L'enfant peut également être contaminé
au méthylmercure par ingestion de lait maternel.
Le système nerveux en développement d'un
enfant est particulièrement sensible au méthylmercure.
Les effets varient selon le niveau d'exposition; ils
peuvent se manifester par une baisse du QI, des retards
moteurs et verbaux, un manque de coordination, des problèmes
de cécité ou bien encore des crises d'épilepsie.
Chez les adultes, les effets de l'exposition se remarquent
par des changements de personnalité, des tremblements,
des troubles visuels, des problèmes de surdité,
la perte de coordination musculaire et de sensation,
des troubles de la mémoire, des déficiences
intellectuelles et même des décès.
Risques d'intoxication au mercure
En général, les Canadiens et les Canadiennes
ne risquent pas de s'intoxiquer au mercure. Toutefois,
les gens qui sont exposés à des niveaux
élevés de mercure peuvent connaître
des ennuis de santé allant de l'éruption
cutanée à l'anomalie congénitale,
voire le décès dans les cas d'empoisonnement
extrêmes.
Les gens qui consomment quotidiennement de grandes
quantités de poisson, de mammifères marins
et de gibier accroissent leurs risques. Le fœtus
en développement et les enfants dont les mères
ont consommé énormément de poisson
et de mammifères marins durant leur grossesse
sont les plus susceptibles d'éprouver des ennuis
de santé. Les enfants, qui tendent à porter
les choses à leur bouche, risquent d'augmenter
leur ingestion de mercure par les sols et les objets
contaminés.
Dans des régions comme l'Arctique, le régime
alimentaire traditionnel peut consister, à certains
moments de l'année, en des quantités importantes
de poisson ou de mammifères marins. Il importe
toutefois de mettre en balance les risques éventuels
et les nombreux avantages nutritifs et socioculturels
d'une alimentation de ce genre.
Les gens qui se préoccupent de l'exposition
au mercure peuvent fournir des échantillons de
cheveux, de sang ou d'urine chez le médecin ou
dans une clinique médicale pour qu'on procède
à des essais.
Réduire les risques
Le mercure élémentaire contenu dans les
amalgames dentaires ne constitue généralement
pas un risque pour la santé. Il existe, cependant,
un petit nombre de gens qui affichent une hypersensibilité
au mercure. Bien que les responsables de Santé
Canada ne recommandent pas le remplacement des amalgames
dentaires au mercure, ils suggèrent toutefois
l'utilisation de produits exempts de mercure lorsqu'une
obturation doit être réparée.
Les femmes enceintes, les personnes allergiques au
mercure et celles qui souffrent de malaises rénaux
devraient éviter les amalgames au mercure. L'extraction
des amalgames au mercure dégage des vapeurs mercurielles;
on déconseille donc aux femmes enceintes de les
faire extraire durant leur grossesse. S'il y a lieu,
les obturations sur la première dentition des
petits devraient être faites avec des matériaux
qui ne contiennent pas de mercure.
Les poissons prédateurs comme le requin, l'espadon
et le thon frais ou surgelé (et non en conserve)

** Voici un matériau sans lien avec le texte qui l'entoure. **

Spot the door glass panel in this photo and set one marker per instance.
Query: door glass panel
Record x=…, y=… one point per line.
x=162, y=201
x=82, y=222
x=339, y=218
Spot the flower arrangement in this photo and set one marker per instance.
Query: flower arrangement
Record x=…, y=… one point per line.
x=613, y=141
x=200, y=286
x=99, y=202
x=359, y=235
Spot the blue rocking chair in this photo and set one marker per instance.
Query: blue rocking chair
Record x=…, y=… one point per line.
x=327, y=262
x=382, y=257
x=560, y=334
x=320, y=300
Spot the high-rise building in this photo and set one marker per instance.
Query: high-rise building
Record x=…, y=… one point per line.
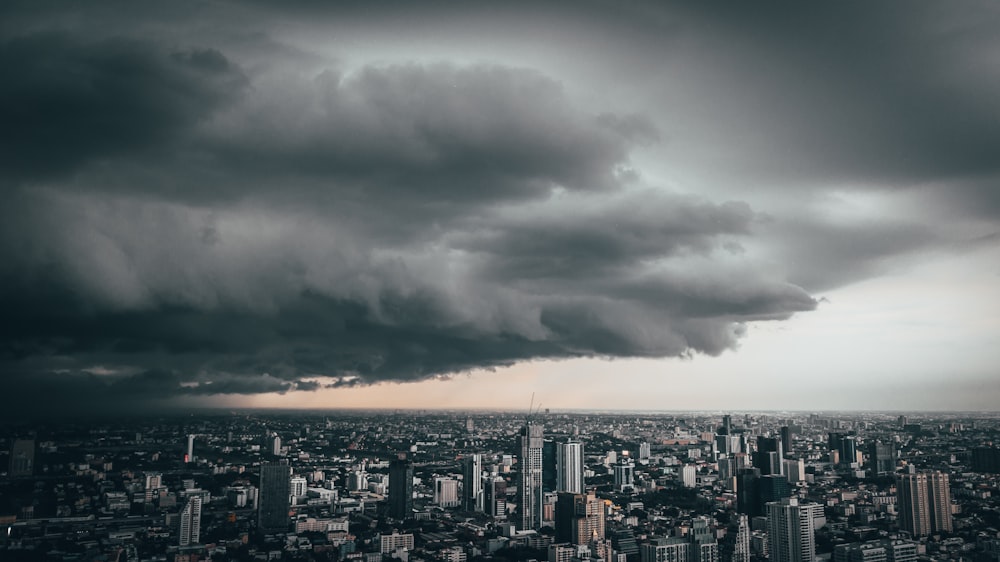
x=790, y=533
x=924, y=501
x=22, y=458
x=883, y=550
x=495, y=496
x=272, y=513
x=446, y=492
x=883, y=457
x=190, y=531
x=530, y=481
x=579, y=518
x=401, y=488
x=472, y=483
x=768, y=456
x=569, y=467
x=748, y=492
x=549, y=468
x=624, y=474
x=849, y=450
x=741, y=540
x=153, y=481
x=786, y=439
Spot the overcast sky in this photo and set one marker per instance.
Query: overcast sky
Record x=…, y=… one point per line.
x=614, y=205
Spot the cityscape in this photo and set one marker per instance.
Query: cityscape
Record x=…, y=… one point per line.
x=499, y=281
x=458, y=486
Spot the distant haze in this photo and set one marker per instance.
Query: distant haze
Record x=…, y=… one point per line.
x=647, y=205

enregistrent toutefois des niveaux de mercure plus élevés
que les autres espèces et ne devraient être
consommés qu'à l'occasion. Les bienfaits
de la consommation du poisson l'emportent sur le risque
d'exposition au mercure si l'on suit les lignes directrices
de consommation de Santé Canada. Les adultes
devraient limiter leur consommation à une fois
par semaine, tandis que les femmes enceintes et les
femmes en âge d'avoir des enfants devraient faire
preuve d'une vigilance particulière et limiter
leur apport, et celui des jeunes enfants, à un
repas par mois.
Pour obtenir de plus amples renseignements sur le fruit
de la pêche récréative dans les
eaux d'une région donnée, consulter les
autorités provinciales ou territoriales responsables
pour connaître tout avis qui aura été
émis à ce sujet.
Rôle du gouvernement du Canada
Le gouvernement du Canada émet des avis relativement
à la consommation de poissons vendus au détail,
tandis que les organismes provinciaux et territoriaux
émettent des avis relativement au poisson de
la pêche récréative. L'Agence canadienne
d'inspection des aliments met en pratique un principe
directeur sur le mercure dans le poisson qui s'applique
à tous les poissons, à l'exception du
requin, de l'espadon et du thon frais ou surgelé,
dont on recommande de limiter la consommation.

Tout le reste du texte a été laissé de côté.